Rus profesör soruyor. "Rusya'nın dış politika felsefesini anlamak için Rus Dışişleri Bakanlığı'nın sayfasına girip, başlıca politika metinlerini incelemeniz yeterli. Peki Türkiye'nin dış politika felsefesini temsil eden bir metin var mı?"
Bu soru pazartesi günü, Sabah Yazarlar Kulübü olarak gittiğimiz Rusya'da, Moskova Gazeteciler Cemiyeti'nin tarihi toplantı salonunda yöneltildi bize. Bundan birkaç yıl önce olsa bu soruya bir çırpıda cevap verilirdi. Tereddüt etmeden, hepimizin tahmin edebileceği bir kitabın ismi söylenip konu kapatılırdı. Ne var ki bu cevap ne o gün için, ne bugün için hakikati kucaklayan bir mukabele olmazdı. Bunun başlıca nedeni "metnin kalitesi" değil, "ülkemizin siyasal gerçekliği."

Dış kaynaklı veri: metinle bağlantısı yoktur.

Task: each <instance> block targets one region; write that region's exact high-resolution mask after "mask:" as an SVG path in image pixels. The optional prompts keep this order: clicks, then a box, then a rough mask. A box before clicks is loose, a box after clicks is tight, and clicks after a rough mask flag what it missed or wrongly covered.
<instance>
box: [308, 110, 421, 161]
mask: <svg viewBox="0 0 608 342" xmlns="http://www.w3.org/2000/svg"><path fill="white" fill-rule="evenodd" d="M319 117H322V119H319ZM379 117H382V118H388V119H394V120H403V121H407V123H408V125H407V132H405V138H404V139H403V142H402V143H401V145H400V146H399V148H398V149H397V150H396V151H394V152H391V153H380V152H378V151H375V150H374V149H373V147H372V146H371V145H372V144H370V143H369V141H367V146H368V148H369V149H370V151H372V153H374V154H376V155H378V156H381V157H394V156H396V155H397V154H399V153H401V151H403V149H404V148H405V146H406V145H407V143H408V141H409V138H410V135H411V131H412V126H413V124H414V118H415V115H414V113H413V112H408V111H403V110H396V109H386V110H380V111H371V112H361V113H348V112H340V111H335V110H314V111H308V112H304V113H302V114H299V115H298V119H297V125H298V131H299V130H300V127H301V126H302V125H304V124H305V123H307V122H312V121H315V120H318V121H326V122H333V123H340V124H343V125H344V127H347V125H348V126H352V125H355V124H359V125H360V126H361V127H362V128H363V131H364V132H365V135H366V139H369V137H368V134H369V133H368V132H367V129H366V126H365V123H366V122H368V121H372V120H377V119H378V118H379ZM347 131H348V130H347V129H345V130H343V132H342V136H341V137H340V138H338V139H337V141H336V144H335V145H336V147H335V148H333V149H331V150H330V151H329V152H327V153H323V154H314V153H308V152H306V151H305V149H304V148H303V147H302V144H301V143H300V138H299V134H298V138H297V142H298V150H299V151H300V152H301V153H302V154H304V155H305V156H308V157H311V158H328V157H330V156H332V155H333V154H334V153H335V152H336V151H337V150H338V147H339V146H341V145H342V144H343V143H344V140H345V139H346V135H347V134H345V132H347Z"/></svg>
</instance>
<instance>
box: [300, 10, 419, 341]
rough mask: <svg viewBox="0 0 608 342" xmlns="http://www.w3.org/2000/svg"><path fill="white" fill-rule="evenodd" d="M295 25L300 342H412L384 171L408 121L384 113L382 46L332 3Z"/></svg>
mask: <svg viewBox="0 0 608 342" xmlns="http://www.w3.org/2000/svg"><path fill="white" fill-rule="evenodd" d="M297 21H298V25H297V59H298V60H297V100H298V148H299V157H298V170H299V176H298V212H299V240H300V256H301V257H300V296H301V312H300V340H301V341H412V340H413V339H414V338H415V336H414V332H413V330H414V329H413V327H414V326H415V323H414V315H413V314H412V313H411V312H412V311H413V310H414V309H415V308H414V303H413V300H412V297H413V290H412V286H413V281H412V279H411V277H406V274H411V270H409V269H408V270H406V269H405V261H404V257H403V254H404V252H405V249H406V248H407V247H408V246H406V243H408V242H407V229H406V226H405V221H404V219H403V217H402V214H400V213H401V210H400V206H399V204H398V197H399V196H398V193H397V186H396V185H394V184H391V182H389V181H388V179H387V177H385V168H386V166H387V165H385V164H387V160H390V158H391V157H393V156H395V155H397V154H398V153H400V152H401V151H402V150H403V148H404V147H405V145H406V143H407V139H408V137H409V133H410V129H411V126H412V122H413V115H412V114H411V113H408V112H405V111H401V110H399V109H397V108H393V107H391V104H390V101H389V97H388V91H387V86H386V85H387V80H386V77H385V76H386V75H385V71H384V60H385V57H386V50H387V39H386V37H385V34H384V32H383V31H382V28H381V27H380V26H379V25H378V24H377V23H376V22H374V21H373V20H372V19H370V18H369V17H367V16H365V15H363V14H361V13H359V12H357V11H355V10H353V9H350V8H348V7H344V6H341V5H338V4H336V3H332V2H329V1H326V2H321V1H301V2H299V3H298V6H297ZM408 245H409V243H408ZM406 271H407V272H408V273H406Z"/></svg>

Toplantıda da ifade ettim. Son 15 yıllık "Türk dış politikası"nı, "Rus dış politikası" ile karşılaştırırken çok dikkatli olmak gerekir. Benzer bir durum İran dış politikası için de geçerli. Öyle ya da böyle siyasal sistemini tahkim etmiş, sorunsuz biçimde işleten bir ülkenin dış politikasını formüle etme kabiliyetiyle, siyasal sistem krizi yaşayan, bu sistem krizini her seferinde karizmatik bir siyasi liderin müdahale becerisi ile aşan bir ülkenin dış politikasını formüle etme imkânını karşılaştırmak doğru değil.
Türkiye son 15 yılda muazzam bir zihniyet dönüşümü yaşadı. Öte yandan bu süre zarfında da çok büyük mücadeleler verildi. Terör örgütleri, kapsamlı bir uluslararası desteği de arkalarına alarak Türkiye'yi istikrarsızlaştırmak ve bölmek için yoğun çaba harcadılar. PKK terörüne, FETÖ terörü ve DEAŞ terörü de eklendi. Buna rağmen mücadele sürdü ve devlet elitlerinin elinde bir oyuncağa dönen siyasal iktidar, halkın eline geçti. Demokratikleşme adımları Türkiye siyasal hayatının her alanına sirayet etti.